Wednesday, November 12, 2014

Lifting the Boat

I went back and forth on the decision about whether or not to remove the starboard rudder.  I've known for a long time it had a small amount of movement in it at the bottom - and I did get an opinion on it soon after the purchase.  The first guy told me not to worry about it, that it really doesn't  move that much (about 3/16" front to back) and he maybe right.  But it's been bothering me for about a year now...and the fact that we've repaired or replaced just about everything on the boat except the rudder - one of the most important pieces on the boat - kept gnawing at me.  So, I got another opinion - and obviously this one agreed with me - you gotta fix it.  And the decision to repair our wobbly rudder was set in motion.

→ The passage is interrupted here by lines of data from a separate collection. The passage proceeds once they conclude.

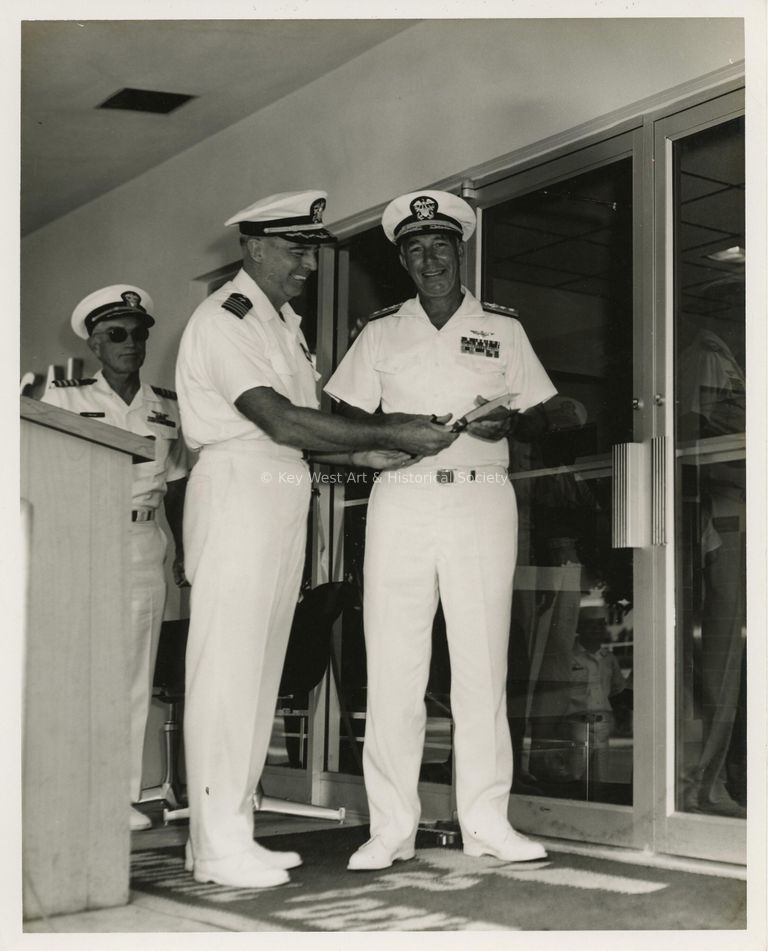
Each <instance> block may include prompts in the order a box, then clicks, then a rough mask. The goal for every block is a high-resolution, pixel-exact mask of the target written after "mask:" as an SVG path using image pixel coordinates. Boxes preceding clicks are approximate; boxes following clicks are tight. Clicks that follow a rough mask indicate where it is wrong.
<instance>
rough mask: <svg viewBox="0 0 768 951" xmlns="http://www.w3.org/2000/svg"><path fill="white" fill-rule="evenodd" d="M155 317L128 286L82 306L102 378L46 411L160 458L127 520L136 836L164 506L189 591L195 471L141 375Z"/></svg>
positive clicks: (162, 552)
mask: <svg viewBox="0 0 768 951" xmlns="http://www.w3.org/2000/svg"><path fill="white" fill-rule="evenodd" d="M153 309H154V307H153V304H152V299H151V298H150V296H149V294H147V292H146V291H144V290H142V289H141V288H140V287H135V286H133V285H129V284H113V285H111V286H109V287H103V288H101V289H99V290H97V291H94V292H93V293H92V294H89V295H88V296H87V297H86V298H84V299H83V300H82V301H80V303H79V304H78V305H77V307H75V309H74V311H73V312H72V318H71V324H72V329H73V330H74V332H75V334H76V335H77V336H78V337H80V338H82V339H83V340H85V341H86V343H87V345H88V347H89V349H90V350H91V352H92V353H93V355H94V356H95V357H96V359H97V360H98V361H99V363H100V364H101V369H100V370H99V371H98V373H96V374H95V375H94V376H93V377H90V378H88V379H81V380H54V381H53V382H52V384H51V386H50V387H49V389H48V390H47V391H46V393H45V395H44V396H43V402H44V403H50V404H51V405H53V406H59V407H60V408H62V409H67V410H70V411H71V412H73V413H77V414H78V415H80V416H85V417H88V418H91V419H98V420H101V421H102V422H105V423H108V424H109V425H111V426H117V427H119V428H120V429H126V430H128V431H129V432H132V433H136V434H137V435H139V436H145V437H146V436H148V437H150V438H152V439H154V441H155V458H154V459H153V460H152V461H150V462H144V463H141V464H137V465H134V466H133V484H132V503H131V511H130V513H129V512H124V513H122V516H118V517H123V518H125V519H130V521H131V531H130V540H131V541H130V544H131V550H130V556H129V560H130V565H131V569H130V571H131V576H130V591H131V631H132V643H131V651H130V654H129V663H130V679H129V682H130V708H131V739H130V757H131V785H130V792H129V794H130V799H129V800H127V802H126V812H127V813H128V821H129V824H130V828H131V829H132V830H138V829H146V828H149V826H150V825H151V823H150V821H149V819H147V818H146V817H145V816H144V815H143V813H141V812H140V811H139V810H138V809H136V808H135V807H134V806H133V805H132V803H136V802H138V801H139V800H140V798H141V766H142V754H143V749H144V732H145V729H146V723H147V715H148V713H149V704H150V700H151V693H152V678H153V673H154V666H155V658H156V656H157V645H158V641H159V637H160V625H161V623H162V620H163V610H164V605H165V598H166V583H165V569H164V562H165V557H166V550H167V547H168V540H167V538H166V536H165V534H164V532H163V531H162V529H161V528H160V526H159V525H158V523H157V519H156V514H157V510H158V507H159V505H160V502H161V500H162V501H164V504H165V514H166V519H167V522H168V526H169V528H170V530H171V534H172V535H173V540H174V543H175V558H174V562H173V576H174V580H175V582H176V584H177V585H183V584H185V583H186V580H185V577H184V546H183V539H182V515H183V507H184V494H185V490H186V476H187V469H188V465H187V453H186V449H185V446H184V441H183V439H182V437H181V427H180V421H179V408H178V402H177V400H176V394H175V393H174V392H173V391H171V390H165V389H162V388H161V387H156V386H150V385H149V384H147V383H143V382H142V381H141V379H140V375H139V371H140V369H141V367H142V365H143V363H144V358H145V357H146V349H147V340H148V338H149V331H150V328H151V327H152V326H153V325H154V323H155V319H154V317H153V316H152V311H153Z"/></svg>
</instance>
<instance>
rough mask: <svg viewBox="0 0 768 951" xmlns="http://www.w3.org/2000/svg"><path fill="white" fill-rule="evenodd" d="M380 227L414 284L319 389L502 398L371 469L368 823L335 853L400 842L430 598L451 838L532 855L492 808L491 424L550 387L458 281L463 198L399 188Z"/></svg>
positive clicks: (473, 845) (429, 658)
mask: <svg viewBox="0 0 768 951" xmlns="http://www.w3.org/2000/svg"><path fill="white" fill-rule="evenodd" d="M382 227H383V229H384V232H385V234H386V236H387V237H388V238H389V240H390V241H391V242H392V243H393V244H395V245H396V246H397V250H398V254H399V258H400V263H401V264H402V266H403V267H404V268H405V269H406V270H407V271H408V273H409V275H410V276H411V279H412V280H413V283H414V285H415V287H416V290H417V292H418V293H417V296H416V297H414V298H413V299H411V300H408V301H406V302H405V303H404V304H402V305H401V306H398V307H393V308H390V309H389V311H387V312H379V316H378V317H377V319H374V320H371V321H370V322H369V323H368V325H367V326H366V327H365V328H364V329H363V330H362V332H361V333H360V335H359V336H358V337H357V338H356V339H355V342H354V343H353V345H352V347H351V348H350V350H349V351H348V353H347V354H346V356H345V357H344V359H343V360H342V361H341V364H340V365H339V367H338V369H337V370H336V372H335V373H334V374H333V376H332V377H331V379H330V380H329V382H328V384H327V386H326V391H327V392H328V393H329V394H330V395H331V396H332V397H333V398H334V399H336V400H338V401H339V402H341V403H342V404H343V405H342V409H344V410H345V412H346V413H348V414H351V415H354V416H355V417H356V418H360V417H361V415H362V416H365V415H366V414H370V413H374V412H375V411H376V410H377V409H378V408H379V407H381V408H382V409H383V411H384V412H385V413H389V412H412V413H420V412H426V411H427V407H429V408H430V411H432V412H434V411H436V412H438V413H441V414H451V415H452V416H453V417H454V419H460V418H461V417H462V416H463V415H464V414H466V412H467V411H468V410H470V409H471V408H472V407H473V406H474V405H475V403H476V402H479V403H482V402H483V401H486V402H489V401H492V400H496V399H497V398H502V397H504V396H505V394H506V395H507V399H506V400H504V402H505V403H506V407H504V406H500V407H498V408H497V409H494V410H493V411H492V413H491V414H490V415H488V417H487V418H486V419H479V420H475V421H473V422H470V423H469V425H468V426H466V427H465V428H463V430H462V433H461V435H460V436H459V438H458V439H457V440H456V441H455V442H454V443H453V444H452V445H450V446H448V447H447V448H445V449H444V450H443V451H442V452H440V453H438V454H437V455H435V456H433V457H430V458H428V459H419V460H416V461H415V462H414V463H413V465H411V466H410V467H408V468H404V469H402V470H401V471H397V472H389V473H384V474H383V475H382V477H381V479H380V480H379V481H378V482H377V484H376V485H374V488H373V491H372V493H371V498H370V503H369V506H368V518H367V534H366V543H365V546H366V547H365V567H364V588H365V596H364V622H365V644H366V653H367V666H368V695H367V697H368V709H367V719H366V727H365V745H364V747H363V765H364V774H365V787H366V793H367V796H368V805H369V811H370V817H371V838H370V840H369V841H368V842H367V843H365V845H363V846H361V848H360V849H358V851H357V852H356V853H355V854H354V855H353V856H352V857H351V859H350V861H349V866H348V867H349V868H350V869H352V870H354V871H364V870H371V869H379V868H386V867H388V866H390V865H391V864H392V862H393V861H395V860H396V859H409V858H412V857H413V855H414V841H415V836H416V829H417V825H418V820H419V812H420V806H419V799H418V793H417V785H418V778H419V767H420V765H421V758H422V750H423V745H424V730H425V723H426V712H425V707H424V692H425V690H426V686H427V677H428V674H429V661H430V644H431V632H432V623H433V620H434V616H435V611H436V608H437V603H438V598H440V600H441V601H442V605H443V610H444V613H445V618H446V628H447V638H448V649H449V653H450V659H451V710H452V714H453V721H454V725H455V734H454V746H455V754H456V755H455V761H456V799H457V808H458V816H459V823H460V825H461V832H462V836H463V841H464V851H465V852H466V853H467V854H468V855H483V854H487V855H493V856H495V857H496V858H499V859H502V860H504V861H508V862H517V861H527V860H533V859H541V858H543V857H545V855H546V853H545V852H544V849H543V848H542V847H541V845H539V844H538V843H536V842H532V841H530V840H529V839H526V838H525V837H524V836H521V835H520V834H519V833H517V832H515V830H514V829H512V827H511V826H510V825H509V822H508V820H507V804H508V799H509V792H510V787H511V785H512V749H511V743H510V736H509V728H508V725H507V718H506V707H505V684H506V664H507V644H508V640H509V623H510V609H511V601H512V580H513V575H514V571H515V558H516V549H517V508H516V503H515V493H514V490H513V488H512V484H511V482H510V481H509V478H508V476H507V465H508V462H509V453H508V445H507V441H506V439H505V438H504V437H505V436H506V435H507V434H508V433H509V432H510V431H511V427H512V424H513V421H514V419H515V416H514V411H517V410H521V411H524V410H526V409H528V408H530V407H533V406H535V405H537V404H540V403H541V402H543V401H544V400H547V399H549V398H550V397H551V396H552V395H554V393H555V392H556V391H555V388H554V386H553V385H552V383H551V382H550V380H549V377H548V376H547V374H546V372H545V371H544V369H543V367H542V366H541V363H540V362H539V360H538V358H537V357H536V355H535V353H534V352H533V348H532V347H531V345H530V343H529V342H528V338H527V337H526V335H525V331H524V330H523V328H522V326H521V325H520V323H519V322H518V321H517V320H516V319H515V318H514V317H513V316H511V312H509V311H506V312H505V309H504V308H497V307H493V308H491V307H490V306H489V305H481V304H480V303H479V302H478V301H477V300H476V299H475V298H474V297H473V296H472V294H470V293H469V291H468V290H467V289H466V288H465V287H463V286H462V285H461V279H460V268H461V262H462V259H463V256H464V242H466V241H467V240H468V239H469V237H470V236H471V235H472V233H473V231H474V229H475V214H474V212H473V211H472V208H471V207H470V206H469V205H468V204H467V203H466V202H465V201H463V200H462V199H461V198H458V197H457V196H455V195H451V194H449V193H447V192H442V191H424V192H412V193H410V194H407V195H403V196H401V197H400V198H397V199H395V200H394V201H392V202H390V204H389V205H388V206H387V207H386V209H385V210H384V214H383V217H382ZM478 397H479V398H480V399H479V400H478ZM435 407H436V410H435V409H434V408H435Z"/></svg>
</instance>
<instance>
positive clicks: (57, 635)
mask: <svg viewBox="0 0 768 951" xmlns="http://www.w3.org/2000/svg"><path fill="white" fill-rule="evenodd" d="M153 457H154V446H153V444H152V441H151V440H149V439H145V438H143V437H140V436H135V435H133V434H132V433H128V432H125V431H124V430H121V429H116V428H115V427H113V426H108V425H106V424H104V423H101V422H98V421H96V420H92V419H87V418H83V417H81V416H78V415H77V414H75V413H70V412H68V411H66V410H62V409H58V408H57V407H53V406H47V405H45V404H43V403H40V402H38V401H37V400H32V399H29V398H27V397H22V398H21V508H22V529H23V536H24V537H23V541H22V549H23V550H22V559H23V564H24V565H25V583H26V592H25V593H26V601H25V606H26V629H25V638H24V650H25V658H24V670H25V677H24V722H23V729H24V736H23V769H22V856H23V868H22V873H23V905H24V916H25V918H38V917H41V916H43V915H53V914H61V913H66V912H75V911H81V910H84V909H88V908H104V907H109V906H113V905H121V904H125V903H126V902H127V901H128V878H129V863H130V832H129V827H128V810H129V805H130V804H129V795H128V784H129V780H128V774H129V764H128V737H129V727H128V692H127V682H126V659H125V658H126V645H127V642H128V637H129V621H128V611H129V594H128V580H127V579H128V568H129V562H128V544H129V541H128V536H129V530H130V510H131V481H132V480H131V465H132V462H133V461H134V460H135V461H139V462H140V461H145V460H147V459H151V458H153Z"/></svg>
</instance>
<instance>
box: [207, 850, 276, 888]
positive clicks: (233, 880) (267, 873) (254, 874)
mask: <svg viewBox="0 0 768 951" xmlns="http://www.w3.org/2000/svg"><path fill="white" fill-rule="evenodd" d="M193 875H194V878H195V881H196V882H202V883H203V884H205V883H207V882H214V883H215V884H216V885H229V886H230V887H232V888H274V887H275V886H276V885H285V884H286V882H289V881H290V880H291V879H290V876H289V875H288V873H287V872H286V871H285V870H284V869H281V868H270V867H269V866H268V865H265V864H264V863H263V862H260V861H259V860H258V858H256V857H255V855H254V853H253V852H252V851H251V850H250V849H249V850H248V851H247V852H241V853H240V854H239V855H234V856H230V857H229V858H226V859H211V860H210V861H204V860H201V859H198V860H197V861H196V862H195V870H194V872H193Z"/></svg>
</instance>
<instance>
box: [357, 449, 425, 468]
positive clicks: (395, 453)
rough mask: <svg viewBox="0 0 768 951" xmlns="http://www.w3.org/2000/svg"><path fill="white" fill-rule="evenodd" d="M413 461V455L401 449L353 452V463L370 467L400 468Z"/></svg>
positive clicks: (372, 450) (405, 465) (384, 467)
mask: <svg viewBox="0 0 768 951" xmlns="http://www.w3.org/2000/svg"><path fill="white" fill-rule="evenodd" d="M413 461H414V457H413V456H411V455H410V454H409V453H407V452H401V451H400V450H399V449H370V450H361V451H356V452H353V453H352V464H353V465H355V466H366V467H367V468H369V469H400V468H402V467H403V466H406V465H408V463H410V462H413Z"/></svg>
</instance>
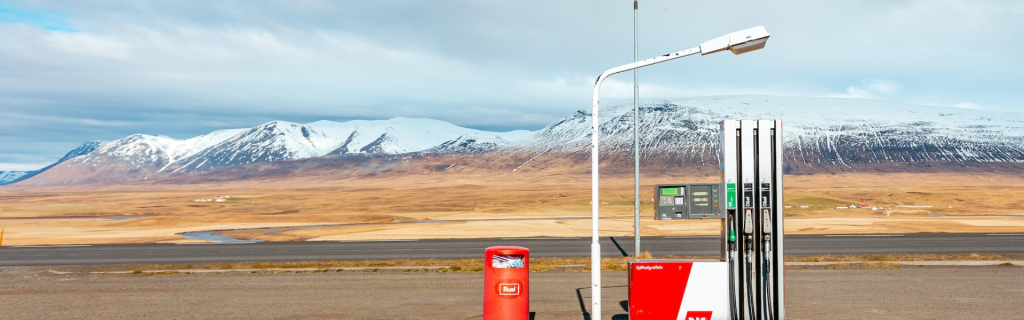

First was trying to decide if I thought it was the teflon bearing/bushing and/or the aluminum housing that it goes in.  So the thought behind it on my part was that teflon should wear out faster than an aluminum housing - so for $150, I had France send me two bushings - an upper and a lower.  But in the mean time, I figured that we're pretty handy and we might as well start tearing into it while we waited.  And it really only took about 30 minutes and we were dropping it down - of course it only goes down about 18" before it hits the boatyard surface, but it was enough to see that it wasn't only the telfon bushing, it looked like the aluminum housing was messed up too.  

The never-ending rudder shaft
A frantic call to France was quickly placed even though by this time, it was already 7:00pm in France, but I tried anyway.  To my surprise, Mr. French man answered the phone, and while it was too late to find out pricing or availability, we did set in motion getting the housing here as soon as possible.  

So today, we lifted the boat to get the rudder out so that the housing could be replaced.  And the reason for the post is to express how extremely nerve-racking this process really is.  When you've only seen your boat resting peacefully in a boat yard, to have it picked up 3 feet in the air takes some getting used to.  And we thought 3 feet wasn't going to be enough - seems our rudder post is quite long.  And just when the travel-lift was maxed out on it's lifting capabilities, we pulled the rudder out.  Now its time to get that housing out - wish us luck (you have any ideas how they place a rudder housing in a boat?....we don't either.)

If you need Brandon, just text him, he's usually available
Getting the keels sanded and painted while it was in the air
Don't talk to me, I got a lot on my mind.
The underside of our starboard keel
The whole crew...and Daisy drinking some water


  1. Good idea to fix this. I just read a posting about a cat that lost a rudder in the Pacific.


    Mark and Cindy - s/v Cream Puff

  2. may sound a little silly that I was deciding on whether or not to fix this, but it seriously just moved a tad at the bottom....and after pulling it out, the teflon bearing was in good shape - just barely any movement, and the housing was actually better than I thought. It really could've waited until the next pull, but it's nice to have it fixed so I don't have to worry about it.